State v. Rundle, 176 Wis.2d 985 (1983). For aiding and abetting, a person needs to engage in some conduct, verbal or overt, that as a matter of objective fact aids another in committing the crime AND the person must have a conscious desire or intent that the conduct will in fact yield such assistance.
State v. Simplot, 180 Wis.2d 383 (Ct. App. 1993). There is no need for the jury to be unanimous regarding the alternative ways for a person to be a party to a crime. So long as all twelve agree that the person either directly committed the crime or aided and abetted the commission that is sufficient.
Holland v. State, 91 Wis.2d 134 (1979). Party to a crime statute does not create a separate and distinct offense. It sets forth a ways to be involved in the commission of a substantive crime. Also, there is often overlapping between being an aider and abettor and a conspirator.
State v. Whiting, 136 Wis.2d 400 (Ct. App. 1987). To convict a person of being a party to a crime there need only be evidence showing that the person was a willing participant. for example, merely locating a homicide victim and bringing the shooter and victim together is enough.
State v. Marshall, 92 Wis.2d 107 (1979). A person need not perform an act which constitutes an essential element of a crime in order to be an aider and abettor. A person need only undertake some conduct.
State v. Zalenka, 130 Wis.2d 34 (1986). Proof of acts which can support liability as a party to a crime is separate from proof of the underlying criminal act.
State v. King, 120 Wis.2d 285 (Ct. App. 1984). Mere presence and ambivalent conduct at the scene of a crime is insufficient to support a conviction as a party to a crime.
State v. Williquette, 125 Wis.2d 86 (Ct. App. 1985). An omission may constitute aiding and abetting only if a person has a legal duty to act. (A parent has a legal duty to protect one's child and failing to protect one's child from the other parent may constitute aiding and abetting.)
State v. Martinez, 150 Wis.2d 47 (1989). Being ready and willing to assist the commission of a crime is "some conduct" that as objective fact aids another.
Bethards v. State, 45 Wis.2d 606 (1970). A lookout can properly be held vicariously liable for the crime of another.
Clark v. State, 62 Wis.2d 194 (1974). Supplying a gun; loading the gun is sufficient for party to a crime liability.
State v. Charbarneau, 82 Wis.2d 644 (1978). When a person is ready and willing to render aid that person is an aider and abettor. This is a reasonable assumption since this tends to further the criminal objective by providing support.
In the Interest of R.B., 108 Wis.2d 494 (Ct.

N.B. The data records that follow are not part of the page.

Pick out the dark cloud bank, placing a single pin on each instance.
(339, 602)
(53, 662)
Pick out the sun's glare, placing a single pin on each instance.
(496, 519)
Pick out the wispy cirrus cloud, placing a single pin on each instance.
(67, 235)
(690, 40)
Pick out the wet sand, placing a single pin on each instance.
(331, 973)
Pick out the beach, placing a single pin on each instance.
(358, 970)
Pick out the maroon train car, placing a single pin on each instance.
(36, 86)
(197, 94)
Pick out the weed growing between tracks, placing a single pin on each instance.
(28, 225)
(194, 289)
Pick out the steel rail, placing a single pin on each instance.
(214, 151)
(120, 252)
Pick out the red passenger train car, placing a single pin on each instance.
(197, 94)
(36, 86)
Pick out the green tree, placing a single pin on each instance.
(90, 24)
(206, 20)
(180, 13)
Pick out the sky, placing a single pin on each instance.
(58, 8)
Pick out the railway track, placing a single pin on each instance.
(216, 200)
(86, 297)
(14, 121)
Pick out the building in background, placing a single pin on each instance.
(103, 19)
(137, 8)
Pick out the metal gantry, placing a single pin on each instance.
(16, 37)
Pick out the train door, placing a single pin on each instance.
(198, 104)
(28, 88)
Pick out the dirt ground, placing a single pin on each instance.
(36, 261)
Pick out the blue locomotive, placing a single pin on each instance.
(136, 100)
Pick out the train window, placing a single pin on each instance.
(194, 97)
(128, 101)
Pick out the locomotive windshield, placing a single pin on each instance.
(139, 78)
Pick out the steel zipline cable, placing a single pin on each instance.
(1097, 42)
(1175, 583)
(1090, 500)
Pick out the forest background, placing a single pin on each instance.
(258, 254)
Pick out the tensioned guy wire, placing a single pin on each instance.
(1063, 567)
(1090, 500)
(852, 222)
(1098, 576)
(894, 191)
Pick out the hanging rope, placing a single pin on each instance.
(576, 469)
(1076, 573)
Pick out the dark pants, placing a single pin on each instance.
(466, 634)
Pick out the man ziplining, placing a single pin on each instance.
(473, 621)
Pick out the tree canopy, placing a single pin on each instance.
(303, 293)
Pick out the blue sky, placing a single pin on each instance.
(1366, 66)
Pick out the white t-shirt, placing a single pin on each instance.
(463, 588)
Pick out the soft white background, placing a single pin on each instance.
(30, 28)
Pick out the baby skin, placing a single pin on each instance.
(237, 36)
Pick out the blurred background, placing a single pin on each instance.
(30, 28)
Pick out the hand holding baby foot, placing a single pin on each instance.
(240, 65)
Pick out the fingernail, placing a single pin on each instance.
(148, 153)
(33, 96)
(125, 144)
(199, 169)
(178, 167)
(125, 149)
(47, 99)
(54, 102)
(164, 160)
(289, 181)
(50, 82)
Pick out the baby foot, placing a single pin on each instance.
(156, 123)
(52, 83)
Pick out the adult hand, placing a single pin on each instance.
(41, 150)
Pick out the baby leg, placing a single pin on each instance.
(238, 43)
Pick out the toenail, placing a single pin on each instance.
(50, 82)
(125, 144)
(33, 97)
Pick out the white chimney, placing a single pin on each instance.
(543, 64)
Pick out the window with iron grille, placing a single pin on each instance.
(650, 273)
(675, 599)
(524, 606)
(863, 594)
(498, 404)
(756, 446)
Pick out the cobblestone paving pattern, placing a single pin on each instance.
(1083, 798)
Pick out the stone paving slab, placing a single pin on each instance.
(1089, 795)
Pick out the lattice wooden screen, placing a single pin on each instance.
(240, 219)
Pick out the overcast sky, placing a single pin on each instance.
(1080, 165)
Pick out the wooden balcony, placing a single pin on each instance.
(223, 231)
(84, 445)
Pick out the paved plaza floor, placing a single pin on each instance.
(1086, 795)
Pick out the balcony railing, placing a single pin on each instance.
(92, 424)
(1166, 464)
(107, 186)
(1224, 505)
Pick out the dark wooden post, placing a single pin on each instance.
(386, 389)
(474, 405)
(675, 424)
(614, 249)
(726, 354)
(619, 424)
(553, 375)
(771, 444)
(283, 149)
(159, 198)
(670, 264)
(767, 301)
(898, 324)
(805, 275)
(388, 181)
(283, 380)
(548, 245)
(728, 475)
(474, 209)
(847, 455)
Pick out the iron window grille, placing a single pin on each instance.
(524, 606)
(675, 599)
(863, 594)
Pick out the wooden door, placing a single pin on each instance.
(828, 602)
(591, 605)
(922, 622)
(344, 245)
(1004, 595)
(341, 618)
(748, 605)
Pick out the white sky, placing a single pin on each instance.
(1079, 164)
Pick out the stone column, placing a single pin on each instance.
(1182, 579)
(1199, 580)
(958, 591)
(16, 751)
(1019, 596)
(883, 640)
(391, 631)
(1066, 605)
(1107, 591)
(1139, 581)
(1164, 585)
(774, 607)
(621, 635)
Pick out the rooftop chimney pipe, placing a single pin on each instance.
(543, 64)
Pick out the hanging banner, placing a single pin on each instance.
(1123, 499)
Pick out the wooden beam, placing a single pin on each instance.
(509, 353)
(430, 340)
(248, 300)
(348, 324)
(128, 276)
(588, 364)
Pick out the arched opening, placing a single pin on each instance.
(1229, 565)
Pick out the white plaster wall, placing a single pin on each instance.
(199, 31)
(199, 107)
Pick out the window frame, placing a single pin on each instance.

App. 1982). Mere presence at a party, even though the juvenile had knowledge that beer would be there and its accessibility to him is insufficient to constitute possession of beer.
State v. Doney, 114 Wis.2d 309 (Ct. App. 1983). A co-conspirator is an agent in a criminal venture. Persons who enter into a conspiracy become ad hoc agents for one another.
The concept of party to a crime involves an intent to be involved in the commission of a crime and some conduct in furtherance of the crime. "Just being present" at a crime scene or "just knowing" that a crime is being committed alone does not make one criminally liable for the conduct of the criminal actor. To sum it up, to be a party to a crime requires "mens rea."